Los días fueron pasando y con ellos las ansias de Arledge -aunque el sustantivo es poco elegante es sin duda el más adecuado- por averiguar las verdaderas dimensiones del secuestro de Bayham fueron en aumento. Una vez que había decidido dejarse de miramientos y hablar con franqueza, no encontrar el momento oportuno para hacerlo le exasperaba. Como los demás pasajeros, si bien por distintos motivos, también él olvidó el porqué de su presencia en aquel barco, y sus solitarios vagabundeos a lo largo del velero se hicieron continuos, a falta de escalas -los expedicionarios, sumisos, se habían entregado a la voluntad de los investigadores científicos- y de conversaciones interesantes que le distrajeran. Aunque nunca había considerado seriamente la posibilidad de que las aventuras de Bayham terminaran allí donde él, según Handl, les había dado punto final, aquella alternativa, de habérsela planteado después de tomar su decisión, le habría parecido inadmisible, a tal extremo llegaron sus obsesiones. En su ofuscación empezó a ver en Bayham a un ser odioso que se complacía en torturarle con su tenaz silencio. Hugh Everett Bayham era tal vez la persona a bordo que mejor había reaccionado tras el arresto de Kerrigan. Siempre discreto y nunca agobiante, hacía lo posible por animar a los viajeros, en especial a Florence Bonington y a su padre, que habían quedado profundamente afectados por los acontecimientos; pasaba largas horas en los salones intentando divertirles con chistes, bromas y juegos de manos, les leía en voz alta las noticias más destacadas y los artículos más amenos de los periódicos, y organizó, todo por el bienestar de sus protegidos, un baile de disfraces que se malogró por culpa del excesivo vaivén del barco en la fecha señalada. E incluso, en un alarde de generosidad, preguntó un par de veces por el estado de salud del capitán Kerrigan.

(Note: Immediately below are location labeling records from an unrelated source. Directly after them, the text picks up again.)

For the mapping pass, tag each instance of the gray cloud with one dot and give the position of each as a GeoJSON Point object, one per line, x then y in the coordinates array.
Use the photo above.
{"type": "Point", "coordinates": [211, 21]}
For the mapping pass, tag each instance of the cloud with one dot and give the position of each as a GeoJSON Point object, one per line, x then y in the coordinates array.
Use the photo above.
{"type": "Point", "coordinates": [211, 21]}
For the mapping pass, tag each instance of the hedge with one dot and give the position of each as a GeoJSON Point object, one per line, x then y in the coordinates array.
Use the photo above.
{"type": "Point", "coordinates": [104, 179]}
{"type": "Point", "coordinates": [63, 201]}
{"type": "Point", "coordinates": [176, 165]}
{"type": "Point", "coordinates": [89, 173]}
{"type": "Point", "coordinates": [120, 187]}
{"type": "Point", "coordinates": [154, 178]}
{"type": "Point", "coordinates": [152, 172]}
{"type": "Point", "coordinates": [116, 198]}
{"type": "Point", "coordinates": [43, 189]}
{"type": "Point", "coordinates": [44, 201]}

Era al anochecer, cuando los Bonington ya se habían retirado, o muy de mañana, mientras los aguardaba, cuando Bayham se dirigía a las hamacas de popa y pasaba un rato haciendo solitarios en la silenciosa compañía de Victor Arledge y Léonide Meffre. Aquellos eran los únicos momentos en que Arledge tenía ocasión de hablar con él, pues el pianista estaba muy ocupado durante el resto del día con sus atenciones para con la familia Bonington: hasta el punto de que llegó a fundirse con sus componentes en un grupo inseparable y despersonalizado que, aparte de poco tentador, era absolutamente restringido. Tal vez Victor Arledge debería haberse dado cuenta, durante aquellos días de abulia y rutina, de que la personalidad de Hugh Everett Bayham -inédita, de hecho, hasta aquel momento- no podía ser ni muy vigorosa ni muy atractiva, y por ende haber supuesto que lo que se ocultaba detrás de su forzado viaje a Escocia no merecía ni su atención, ni sus desvelos, ni, más adelante, su desolación. Pero Victor Arledge careció durante aquella travesía de la lucidez que siempre le fue característica y, obcecado por lo que había dejado de ser simple curiosidad para convertirse en un mero trastorno, era incapaz de separar las virtudes de los defectos en una persona. Empezó a detestar a Léonide Meffre, el único obstáculo de sus planes, de manera desmesurada. El poeta francés disfrutaba en verdad de la brisa que alcanzaba a la popa del Tallahassee y pasaba la mayor parte del día echado sobre una hamaca de esta zona, impidiendo involuntariamente, con su presencia, que Arledge hiciera realidad sus propósitos. Nunca se retiraba antes que Bayham, y éste, por las mañanas, siempre llegaba después que Meffre. Arledge, sin perder la esperanza de que algún día sucediera lo contrario, se levantaba al amanecer y sin haber desayunado se encaminaba hacia el lugar de coincidencia rogándole al cielo que Bayham hubiera madrugado más de lo que solía o que Meffre hubiera muerto durante la noche.